Would I prefer to have him in my life? Absolutely. But that is not an
option. All I can do, all any of us can do, is deal with what lies
before us, regardless of a society that frowns on mourning. It takes
three to five years to find a renewed interest in life after such a
grievous loss, so the next time you see your mother, father, sister,
daughter crying for her/his spouse, deal with it. Just because you’re no
longer tearful, be aware that even though you have lost the same
person, you have not lost the same connection. If it makes you sad to
see her mourning, think how much sadder it is for her to experience that
sorrow. Hug her, be there for her. Don’t hurry her through grief.

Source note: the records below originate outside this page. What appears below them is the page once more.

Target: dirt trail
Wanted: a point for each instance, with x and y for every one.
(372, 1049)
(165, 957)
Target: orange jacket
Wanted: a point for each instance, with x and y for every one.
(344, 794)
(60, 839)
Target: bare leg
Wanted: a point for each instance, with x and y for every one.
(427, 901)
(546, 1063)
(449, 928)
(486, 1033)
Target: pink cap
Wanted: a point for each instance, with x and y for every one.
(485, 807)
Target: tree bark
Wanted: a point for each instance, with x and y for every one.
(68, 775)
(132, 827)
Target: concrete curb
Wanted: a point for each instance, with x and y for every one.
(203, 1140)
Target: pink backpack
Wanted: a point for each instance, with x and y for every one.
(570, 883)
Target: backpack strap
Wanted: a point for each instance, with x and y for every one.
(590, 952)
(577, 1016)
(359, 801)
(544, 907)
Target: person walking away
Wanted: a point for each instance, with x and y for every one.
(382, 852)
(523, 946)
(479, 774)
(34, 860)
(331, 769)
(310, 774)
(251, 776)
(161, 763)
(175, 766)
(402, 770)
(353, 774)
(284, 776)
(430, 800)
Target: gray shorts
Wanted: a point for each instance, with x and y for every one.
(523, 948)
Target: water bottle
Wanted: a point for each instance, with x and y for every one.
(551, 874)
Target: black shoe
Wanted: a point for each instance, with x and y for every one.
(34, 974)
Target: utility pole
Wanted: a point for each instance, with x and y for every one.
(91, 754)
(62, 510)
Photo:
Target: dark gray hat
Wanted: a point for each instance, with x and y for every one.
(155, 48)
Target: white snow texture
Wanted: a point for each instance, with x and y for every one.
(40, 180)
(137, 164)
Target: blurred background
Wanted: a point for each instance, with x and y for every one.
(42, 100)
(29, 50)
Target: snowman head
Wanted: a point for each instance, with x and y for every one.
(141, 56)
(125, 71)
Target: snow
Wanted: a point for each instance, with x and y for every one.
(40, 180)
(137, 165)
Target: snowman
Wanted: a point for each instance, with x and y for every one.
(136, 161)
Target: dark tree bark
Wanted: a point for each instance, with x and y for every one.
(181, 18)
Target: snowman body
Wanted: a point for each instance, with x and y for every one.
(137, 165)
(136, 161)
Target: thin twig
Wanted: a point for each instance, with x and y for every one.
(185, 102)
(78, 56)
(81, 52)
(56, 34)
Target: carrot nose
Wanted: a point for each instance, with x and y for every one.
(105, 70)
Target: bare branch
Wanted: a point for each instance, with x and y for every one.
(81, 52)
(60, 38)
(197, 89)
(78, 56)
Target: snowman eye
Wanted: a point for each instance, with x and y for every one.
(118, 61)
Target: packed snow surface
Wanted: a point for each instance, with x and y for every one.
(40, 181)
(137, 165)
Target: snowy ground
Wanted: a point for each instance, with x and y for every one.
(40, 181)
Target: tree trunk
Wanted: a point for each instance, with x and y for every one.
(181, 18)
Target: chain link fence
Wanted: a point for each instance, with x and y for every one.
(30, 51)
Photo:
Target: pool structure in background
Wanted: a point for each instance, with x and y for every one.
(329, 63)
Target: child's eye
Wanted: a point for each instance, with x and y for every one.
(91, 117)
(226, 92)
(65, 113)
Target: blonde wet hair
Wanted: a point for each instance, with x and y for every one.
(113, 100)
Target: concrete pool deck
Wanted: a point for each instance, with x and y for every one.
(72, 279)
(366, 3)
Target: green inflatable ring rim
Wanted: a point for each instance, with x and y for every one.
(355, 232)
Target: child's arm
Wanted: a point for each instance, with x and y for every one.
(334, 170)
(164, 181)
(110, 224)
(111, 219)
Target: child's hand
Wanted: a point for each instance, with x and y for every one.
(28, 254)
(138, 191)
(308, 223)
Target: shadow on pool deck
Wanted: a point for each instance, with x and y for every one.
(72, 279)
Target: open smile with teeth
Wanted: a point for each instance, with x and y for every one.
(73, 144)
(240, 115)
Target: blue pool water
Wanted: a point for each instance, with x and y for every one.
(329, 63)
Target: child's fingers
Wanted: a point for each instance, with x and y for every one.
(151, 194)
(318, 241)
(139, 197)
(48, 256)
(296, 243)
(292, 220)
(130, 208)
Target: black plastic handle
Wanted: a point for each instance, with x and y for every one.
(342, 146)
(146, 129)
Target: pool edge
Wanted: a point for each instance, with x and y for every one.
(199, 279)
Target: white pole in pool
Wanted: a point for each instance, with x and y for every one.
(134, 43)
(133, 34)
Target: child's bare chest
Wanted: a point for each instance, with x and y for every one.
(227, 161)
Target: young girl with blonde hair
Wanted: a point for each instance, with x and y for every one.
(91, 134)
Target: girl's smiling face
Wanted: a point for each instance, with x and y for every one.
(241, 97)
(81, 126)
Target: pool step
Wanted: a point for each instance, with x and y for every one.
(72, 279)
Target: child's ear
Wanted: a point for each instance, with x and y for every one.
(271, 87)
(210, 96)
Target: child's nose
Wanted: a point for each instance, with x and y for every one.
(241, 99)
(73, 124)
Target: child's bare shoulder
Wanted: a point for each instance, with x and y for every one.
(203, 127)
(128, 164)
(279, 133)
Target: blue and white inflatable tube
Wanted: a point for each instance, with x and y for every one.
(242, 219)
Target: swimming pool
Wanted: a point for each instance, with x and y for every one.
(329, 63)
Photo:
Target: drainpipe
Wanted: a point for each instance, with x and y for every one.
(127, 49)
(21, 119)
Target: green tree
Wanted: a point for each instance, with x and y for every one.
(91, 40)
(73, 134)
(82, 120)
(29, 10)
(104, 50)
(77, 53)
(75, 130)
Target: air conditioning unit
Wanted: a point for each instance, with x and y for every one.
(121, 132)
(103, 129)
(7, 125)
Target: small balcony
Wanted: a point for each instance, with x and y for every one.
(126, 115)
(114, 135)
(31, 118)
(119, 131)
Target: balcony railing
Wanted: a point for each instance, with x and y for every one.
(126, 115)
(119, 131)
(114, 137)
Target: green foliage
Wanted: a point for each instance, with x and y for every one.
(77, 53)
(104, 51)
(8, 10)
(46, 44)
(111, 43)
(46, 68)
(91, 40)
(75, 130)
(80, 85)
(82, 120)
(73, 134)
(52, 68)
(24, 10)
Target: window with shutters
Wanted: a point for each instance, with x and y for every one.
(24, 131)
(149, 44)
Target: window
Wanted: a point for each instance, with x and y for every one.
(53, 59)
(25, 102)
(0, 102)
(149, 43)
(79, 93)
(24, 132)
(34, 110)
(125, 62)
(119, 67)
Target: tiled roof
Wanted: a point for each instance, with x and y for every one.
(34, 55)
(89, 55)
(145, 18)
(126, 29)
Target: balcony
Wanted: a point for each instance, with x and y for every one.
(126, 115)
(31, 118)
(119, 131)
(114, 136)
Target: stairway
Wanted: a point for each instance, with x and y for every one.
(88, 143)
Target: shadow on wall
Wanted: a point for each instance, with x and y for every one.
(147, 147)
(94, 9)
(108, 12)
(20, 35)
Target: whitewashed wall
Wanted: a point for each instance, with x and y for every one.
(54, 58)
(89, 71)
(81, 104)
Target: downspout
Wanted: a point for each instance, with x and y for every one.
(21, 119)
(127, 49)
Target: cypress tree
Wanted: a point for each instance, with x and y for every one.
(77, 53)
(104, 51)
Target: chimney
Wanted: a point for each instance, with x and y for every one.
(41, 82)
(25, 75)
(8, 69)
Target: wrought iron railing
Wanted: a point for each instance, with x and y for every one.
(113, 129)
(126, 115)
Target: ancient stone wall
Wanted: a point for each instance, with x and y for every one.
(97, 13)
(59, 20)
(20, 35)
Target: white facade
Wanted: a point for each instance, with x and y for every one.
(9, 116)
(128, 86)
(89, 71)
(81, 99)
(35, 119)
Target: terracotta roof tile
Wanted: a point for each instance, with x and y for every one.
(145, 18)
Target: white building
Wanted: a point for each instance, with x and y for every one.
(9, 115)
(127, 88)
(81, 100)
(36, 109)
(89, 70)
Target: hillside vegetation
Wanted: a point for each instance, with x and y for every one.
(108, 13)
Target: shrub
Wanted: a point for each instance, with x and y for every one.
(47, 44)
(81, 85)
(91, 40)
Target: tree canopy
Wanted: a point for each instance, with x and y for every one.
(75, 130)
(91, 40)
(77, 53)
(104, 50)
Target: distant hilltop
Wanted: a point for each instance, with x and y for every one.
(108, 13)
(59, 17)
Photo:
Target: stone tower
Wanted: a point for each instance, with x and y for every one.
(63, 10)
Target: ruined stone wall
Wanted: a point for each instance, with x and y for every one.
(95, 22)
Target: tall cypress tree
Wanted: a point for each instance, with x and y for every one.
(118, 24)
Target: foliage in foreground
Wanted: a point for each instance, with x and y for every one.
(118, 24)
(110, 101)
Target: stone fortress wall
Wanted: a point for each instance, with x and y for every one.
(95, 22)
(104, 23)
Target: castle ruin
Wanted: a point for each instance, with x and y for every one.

She’ll find her way back to happiness in her own time.
***
Pat Bertram is the author of the conspiracy novels Light Bringer, More Deaths Than One, A Spark of Heavenly Fire, and Daughter Am I. Bertram is also the author of Grief: The Great Yearning, “an exquisite book, wrenching to read, and at the same time full of profound truths.”
3 comments:
Thank you for articulating so beautifully the suffering of grief. I can identify with every word spoken in this post. I learned in my extremity that people - even the ones we love most - cannot deal with raw emotion. They run away from it, rejecting the grieving in the process. Time has taught me that they cannot be blamed because they do not understand. I hope one day that they will, because it will signify that they have truly loved- and there is nothing more precious on this Earth than love that sends you reeling. Thank again.
It has always seemed ironic to me that we bereft have to be understanding of those who run from our grief, but as you say, they cannot be blamed. Unless you experience having someone ripped from your life and your soul, there is simply no way to understand.
Wishing you peace.
Pat, I'm so sorry for your loss. I think you're right when you say that the emptiness where your soul mate was will always be with you. No matter how full our lives may become after a deep loss, that particular empty place will always be empty. Or, rather, if we're lucky, that place fills back up with the memories and lessons we cherish about the lost one.